La défense de Me Bertrand

La sphère médiatique est l'une des seules tribunes qui restent à Guy Bertrand pour défendre sa réputation après la vigoureuse dénonciation dont il a été l'objet, en juin, par la Cour suprême dans l'affaire Mugesera et qui débouche aujourd'hui sur des plaintes au Barreau du Québec. Et c'est vrai qu'à cet égard, il est victime d'un déni de justice.

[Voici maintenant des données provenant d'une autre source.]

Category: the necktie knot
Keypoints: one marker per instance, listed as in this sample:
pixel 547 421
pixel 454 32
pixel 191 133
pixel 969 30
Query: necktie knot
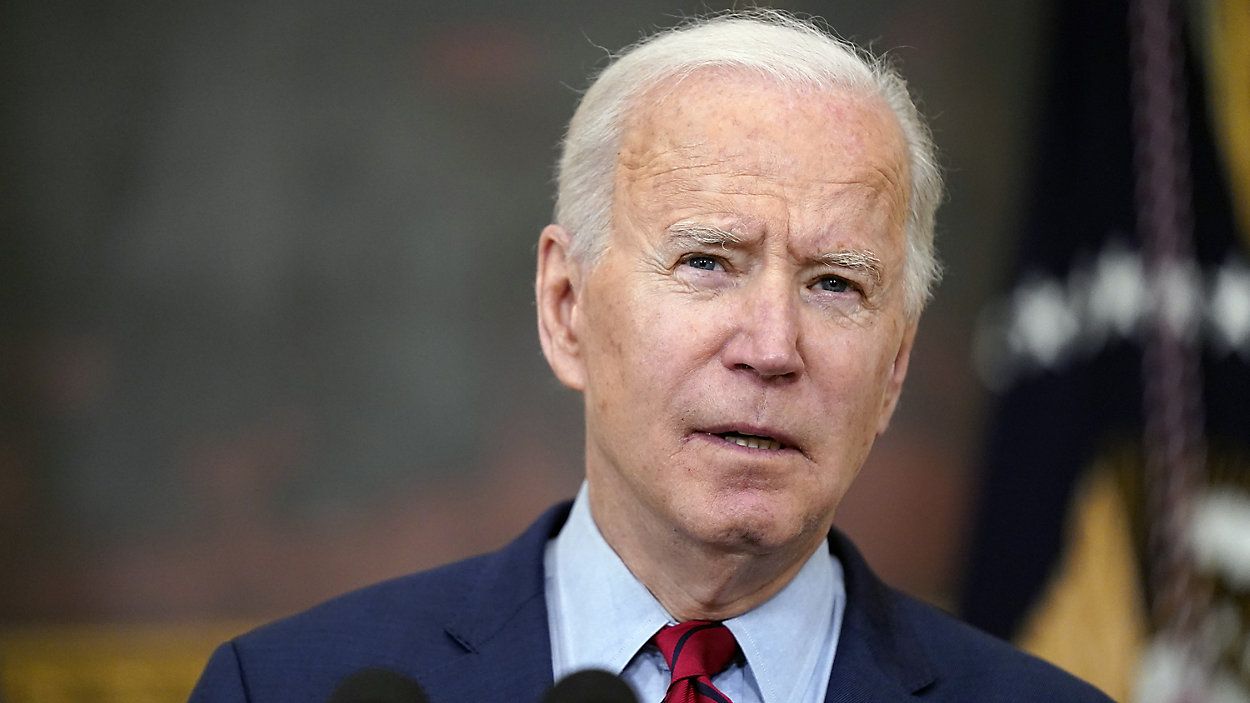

Si la requête en arrêt des procédures qu'il a présentée à la Cour suprême en décembre dernier la scandalisait à ce point, elle aurait pu le lui faire savoir sur le champ. Au contraire, la requête de Me Bertrand a été entendue en 15 minutes, sans qu'une question ne lui soit posée, ni un commentaire fait. Elle a aussitôt été rejetée, la juge en chef, impassible, avisant que «les motifs suivront».

Ils ont suivi des mois plus tard, répondant bien sûr aux prétentions soumises mais dénonçant, dans un geste rare, la manière de faire «inadmissible» de l'avocat, porteuse «des éléments d'un discours antisémite», ce qui est une accusation grave à laquelle Me Bertrand n'a jamais pu répondre. Cette condamnation sans appel n'est pas sans rappeler celle d'Yves Michaud à l'Assemblée nationale et elle est tout aussi inadmissible.

Il faut voir par ailleurs que Me Bertrand s'attaquait à gros: l'indépendance de la magistrature, qui s'appuie sur la présomption de leur impartialité. Pour ce faire, il a eu recours à une requête peu utilisée: la suspension définitive des procédures en cours.

Guy Bertrand, qui sait l'importance des mots, répète que la Cour suprême n'a pas compris sa requête; que, contrairement à ce que tous croient, il ne prétendait pas que les juges de la Cour suprême n'étaient pas qualifiés pour se pencher sur le dossier Mugesera. C'est plutôt — nuance! — l'administration de la justice dans son ensemble qui était en cause, en raison d'un cumul d'événements impliquant le ministre fédéral de la Justice Irwin Cotler et la future juge Rosalie Abella.

Reste que dans sa requête, Me Bertrand soulignait bien que l'impression qui se dégageait de l'affaire était «que les juges de la Cour suprême ne peuvent pas être impartiaux dans le présent dossier; qu'il est impossible que les juges ne se parlent pas, même si cela était vrai dans la réalité». Bref, que pour un observateur raisonnable, la plus haute cour du pays était influençable et sensible à l'ingérence politique.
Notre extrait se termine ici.